I was a great athlete my whole life. But I had a secret. I could shoot a game winning free throw in front of thousands of yelling fans but I was shy and reserved. I was so fearful of rejection. I hid that insecurity by being sarcastic and witty. My mother had used her own insecurity against me and I believed I was not worthy of love and admiration. I would be very closed and reserved. That caused me, members of my family and those I worked with a lot of pain for many years.

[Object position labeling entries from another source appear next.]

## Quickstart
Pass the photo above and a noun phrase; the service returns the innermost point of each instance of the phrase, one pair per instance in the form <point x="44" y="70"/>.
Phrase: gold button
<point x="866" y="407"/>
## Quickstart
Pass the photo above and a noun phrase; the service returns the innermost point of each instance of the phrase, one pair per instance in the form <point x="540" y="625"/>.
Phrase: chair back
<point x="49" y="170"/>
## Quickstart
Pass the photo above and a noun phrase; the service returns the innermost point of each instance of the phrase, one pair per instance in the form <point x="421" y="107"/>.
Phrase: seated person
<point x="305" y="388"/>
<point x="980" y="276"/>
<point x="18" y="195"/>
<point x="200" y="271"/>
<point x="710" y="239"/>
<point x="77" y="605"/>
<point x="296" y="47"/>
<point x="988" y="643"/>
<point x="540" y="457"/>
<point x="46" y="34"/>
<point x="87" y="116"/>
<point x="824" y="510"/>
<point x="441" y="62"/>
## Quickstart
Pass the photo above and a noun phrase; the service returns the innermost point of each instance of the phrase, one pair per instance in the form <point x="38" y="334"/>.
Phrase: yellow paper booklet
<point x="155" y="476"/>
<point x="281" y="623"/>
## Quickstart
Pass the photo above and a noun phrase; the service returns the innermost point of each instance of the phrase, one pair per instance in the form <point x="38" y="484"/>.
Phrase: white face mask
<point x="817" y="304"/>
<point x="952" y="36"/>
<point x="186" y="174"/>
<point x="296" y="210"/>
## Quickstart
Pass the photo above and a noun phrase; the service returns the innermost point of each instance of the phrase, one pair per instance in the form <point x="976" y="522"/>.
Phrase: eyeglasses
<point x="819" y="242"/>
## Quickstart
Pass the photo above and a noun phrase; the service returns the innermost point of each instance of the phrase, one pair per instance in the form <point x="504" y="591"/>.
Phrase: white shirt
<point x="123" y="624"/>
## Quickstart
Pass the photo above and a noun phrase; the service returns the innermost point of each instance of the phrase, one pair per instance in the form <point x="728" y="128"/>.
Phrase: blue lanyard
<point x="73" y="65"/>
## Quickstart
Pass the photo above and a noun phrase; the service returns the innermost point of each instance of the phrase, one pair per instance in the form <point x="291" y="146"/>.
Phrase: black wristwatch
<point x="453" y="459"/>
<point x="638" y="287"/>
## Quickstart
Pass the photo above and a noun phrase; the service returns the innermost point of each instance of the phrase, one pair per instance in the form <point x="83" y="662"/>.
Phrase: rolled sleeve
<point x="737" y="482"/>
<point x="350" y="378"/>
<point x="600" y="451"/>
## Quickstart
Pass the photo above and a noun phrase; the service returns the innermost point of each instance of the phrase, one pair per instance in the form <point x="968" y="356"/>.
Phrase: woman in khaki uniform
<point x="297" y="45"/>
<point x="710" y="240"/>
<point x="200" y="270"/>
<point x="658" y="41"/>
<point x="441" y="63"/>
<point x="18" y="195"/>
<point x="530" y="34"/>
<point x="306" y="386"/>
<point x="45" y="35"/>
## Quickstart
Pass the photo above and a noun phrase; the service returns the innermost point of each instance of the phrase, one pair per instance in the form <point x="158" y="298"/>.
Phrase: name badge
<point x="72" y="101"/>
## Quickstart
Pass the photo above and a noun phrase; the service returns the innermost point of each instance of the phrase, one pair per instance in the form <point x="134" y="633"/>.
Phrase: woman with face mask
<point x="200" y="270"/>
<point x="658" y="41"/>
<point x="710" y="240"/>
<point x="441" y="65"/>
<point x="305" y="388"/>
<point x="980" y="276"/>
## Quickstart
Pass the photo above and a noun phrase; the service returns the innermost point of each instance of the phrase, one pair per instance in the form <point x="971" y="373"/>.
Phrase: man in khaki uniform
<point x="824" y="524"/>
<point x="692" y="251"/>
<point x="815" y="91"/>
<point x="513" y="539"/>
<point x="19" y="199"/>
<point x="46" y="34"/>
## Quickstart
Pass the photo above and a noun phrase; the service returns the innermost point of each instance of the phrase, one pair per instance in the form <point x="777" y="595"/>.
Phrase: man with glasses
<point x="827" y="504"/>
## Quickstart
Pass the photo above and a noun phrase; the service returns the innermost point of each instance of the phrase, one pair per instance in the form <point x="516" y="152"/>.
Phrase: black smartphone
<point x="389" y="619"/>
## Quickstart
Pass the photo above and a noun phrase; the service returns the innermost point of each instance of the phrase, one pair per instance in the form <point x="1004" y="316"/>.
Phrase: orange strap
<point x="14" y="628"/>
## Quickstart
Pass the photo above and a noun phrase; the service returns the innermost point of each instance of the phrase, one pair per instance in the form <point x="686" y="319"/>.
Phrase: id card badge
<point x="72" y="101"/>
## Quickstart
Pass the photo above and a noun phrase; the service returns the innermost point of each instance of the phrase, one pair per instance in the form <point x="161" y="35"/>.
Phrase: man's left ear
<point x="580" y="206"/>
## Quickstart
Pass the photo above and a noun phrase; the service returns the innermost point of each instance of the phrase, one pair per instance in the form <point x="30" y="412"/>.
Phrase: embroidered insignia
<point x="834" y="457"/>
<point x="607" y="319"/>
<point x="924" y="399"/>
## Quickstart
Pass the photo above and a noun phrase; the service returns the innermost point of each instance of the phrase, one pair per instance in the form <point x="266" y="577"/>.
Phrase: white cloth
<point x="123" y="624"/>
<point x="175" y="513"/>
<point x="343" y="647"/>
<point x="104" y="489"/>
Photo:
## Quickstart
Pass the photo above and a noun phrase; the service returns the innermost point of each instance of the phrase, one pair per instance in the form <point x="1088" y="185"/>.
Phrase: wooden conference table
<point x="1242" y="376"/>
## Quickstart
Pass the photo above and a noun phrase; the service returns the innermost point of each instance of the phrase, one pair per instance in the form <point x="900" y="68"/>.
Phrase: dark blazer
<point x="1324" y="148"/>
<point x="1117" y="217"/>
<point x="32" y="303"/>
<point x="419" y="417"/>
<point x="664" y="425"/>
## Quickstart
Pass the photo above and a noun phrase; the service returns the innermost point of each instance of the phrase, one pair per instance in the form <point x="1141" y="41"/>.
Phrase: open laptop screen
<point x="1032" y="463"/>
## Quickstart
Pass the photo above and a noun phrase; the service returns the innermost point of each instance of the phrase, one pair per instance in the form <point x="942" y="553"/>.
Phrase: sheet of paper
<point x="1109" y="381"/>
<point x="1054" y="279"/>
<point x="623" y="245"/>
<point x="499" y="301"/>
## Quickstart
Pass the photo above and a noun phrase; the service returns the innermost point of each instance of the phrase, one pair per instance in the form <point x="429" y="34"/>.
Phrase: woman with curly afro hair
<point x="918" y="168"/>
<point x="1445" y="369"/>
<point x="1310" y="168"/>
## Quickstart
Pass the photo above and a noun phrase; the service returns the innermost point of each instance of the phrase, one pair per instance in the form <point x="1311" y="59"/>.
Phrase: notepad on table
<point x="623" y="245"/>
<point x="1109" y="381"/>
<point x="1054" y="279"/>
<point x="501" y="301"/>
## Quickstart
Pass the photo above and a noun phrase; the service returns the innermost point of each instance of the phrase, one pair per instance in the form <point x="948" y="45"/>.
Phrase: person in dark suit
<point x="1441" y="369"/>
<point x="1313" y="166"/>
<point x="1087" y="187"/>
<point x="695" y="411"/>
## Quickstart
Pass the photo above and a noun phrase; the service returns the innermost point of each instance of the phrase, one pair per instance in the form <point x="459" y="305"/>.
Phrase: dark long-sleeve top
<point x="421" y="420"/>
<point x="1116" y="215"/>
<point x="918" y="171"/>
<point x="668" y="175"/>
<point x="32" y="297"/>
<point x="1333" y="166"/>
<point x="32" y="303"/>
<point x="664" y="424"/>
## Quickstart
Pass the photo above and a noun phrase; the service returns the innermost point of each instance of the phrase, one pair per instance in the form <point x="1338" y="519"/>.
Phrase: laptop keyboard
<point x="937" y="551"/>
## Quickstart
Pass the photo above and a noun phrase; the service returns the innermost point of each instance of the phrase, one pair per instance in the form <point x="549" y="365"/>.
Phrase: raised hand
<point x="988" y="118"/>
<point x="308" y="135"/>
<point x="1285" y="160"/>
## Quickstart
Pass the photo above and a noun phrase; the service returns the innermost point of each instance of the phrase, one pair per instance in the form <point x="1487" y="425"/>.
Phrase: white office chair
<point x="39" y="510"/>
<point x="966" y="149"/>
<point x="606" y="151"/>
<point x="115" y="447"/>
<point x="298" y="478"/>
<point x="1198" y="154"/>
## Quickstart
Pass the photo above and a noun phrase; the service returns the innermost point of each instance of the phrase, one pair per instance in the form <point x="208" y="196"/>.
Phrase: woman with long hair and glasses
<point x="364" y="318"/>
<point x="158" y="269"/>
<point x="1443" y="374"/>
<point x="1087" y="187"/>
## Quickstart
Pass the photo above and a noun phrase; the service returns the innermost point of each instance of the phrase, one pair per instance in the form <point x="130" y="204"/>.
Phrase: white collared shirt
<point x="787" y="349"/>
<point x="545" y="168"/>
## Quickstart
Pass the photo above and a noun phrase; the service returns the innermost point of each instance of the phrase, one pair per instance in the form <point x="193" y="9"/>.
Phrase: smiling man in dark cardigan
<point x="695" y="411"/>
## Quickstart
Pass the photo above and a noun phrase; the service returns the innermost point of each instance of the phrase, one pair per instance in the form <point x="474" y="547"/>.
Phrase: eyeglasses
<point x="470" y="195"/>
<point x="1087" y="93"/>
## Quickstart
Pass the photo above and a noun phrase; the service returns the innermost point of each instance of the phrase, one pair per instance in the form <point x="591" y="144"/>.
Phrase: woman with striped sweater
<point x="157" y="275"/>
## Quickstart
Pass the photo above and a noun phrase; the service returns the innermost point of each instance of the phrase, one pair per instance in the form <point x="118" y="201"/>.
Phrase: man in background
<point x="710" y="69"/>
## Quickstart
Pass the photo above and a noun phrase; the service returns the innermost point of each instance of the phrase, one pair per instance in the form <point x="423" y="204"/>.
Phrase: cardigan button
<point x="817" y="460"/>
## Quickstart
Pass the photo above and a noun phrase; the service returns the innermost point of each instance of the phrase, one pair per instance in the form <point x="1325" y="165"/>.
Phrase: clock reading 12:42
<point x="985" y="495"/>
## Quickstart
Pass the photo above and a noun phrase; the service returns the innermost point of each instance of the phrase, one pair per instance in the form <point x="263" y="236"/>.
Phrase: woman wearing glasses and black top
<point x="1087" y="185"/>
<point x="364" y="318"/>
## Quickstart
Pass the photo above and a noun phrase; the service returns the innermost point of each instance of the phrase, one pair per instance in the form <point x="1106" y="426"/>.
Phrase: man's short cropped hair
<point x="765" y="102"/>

Then I started a quest to learn more and to unlock my true self. In the last chapter of his book Napoleon Hill revealed the six ghosts of fear with which almost all fear and insecurity could be categorized. If any person believed these were real, they would create a thought pattern to match it. The demon in all this is that the fear is many times subconscious and we don’t even realize that it exists. The six ghosts of fear in order of their most common appearance are:

  1. The fear of poverty
  2. The fear of criticism
  3. The fear of ill health
  4. The fear of loss of love of someone
  5. The fear of old age
  6. The fear of death

When a person has any of these insecurities and fears they will achieve the object of their thought. Just like all the runners who before Roger Bannister believed that the sub-4 minute mile could not be run, proved the object of their fear (belief); they did not run the mile under 4 minutes. This point is really important to understand. Yet after Roger Bannister did it, those who used to think it could not be done, changed their belief, overcame their fear and ran the mile under 4 minutes.

Those runners probably had the fear of ill health and the fear of death.

When I discovered these six fears I realized that I had several of them. I had the fear of criticism. That made me closed and many of my actions caused others pain. That pain caused others to criticize me. I got what I feared; criticism. The light went on. I started to learn that by letting go of my false beliefs and to open to truth and let me just be me, i.e., authentic, is when my life took off. I removed the self shackles. I no longer believed I would be poor (fear of poverty) and not worthy of abundance and began to excel financially. I took off my imposed fear of ill health and found health and nutrition. I was able to compete in Ironman triathlons at a late age.

Perhaps the best part of the discovery is that I’m always happy. Other people have no power over me.

By being open there is nothing someone can say that can harm you. Your guard is down and its powerful! You begin to realize that if someone says something negative toward you that you realize they are shackled with their own set of fears and insecurities and their words were meant to give them affirmations of their own existence. You can now love other people unconditionally because you understand where their thoughts come from. You can know exactly want to say to them to help them feel confident to drop their shields and begin to trust you.

So why don’t men open up? I hope I’ve helped you answer that question.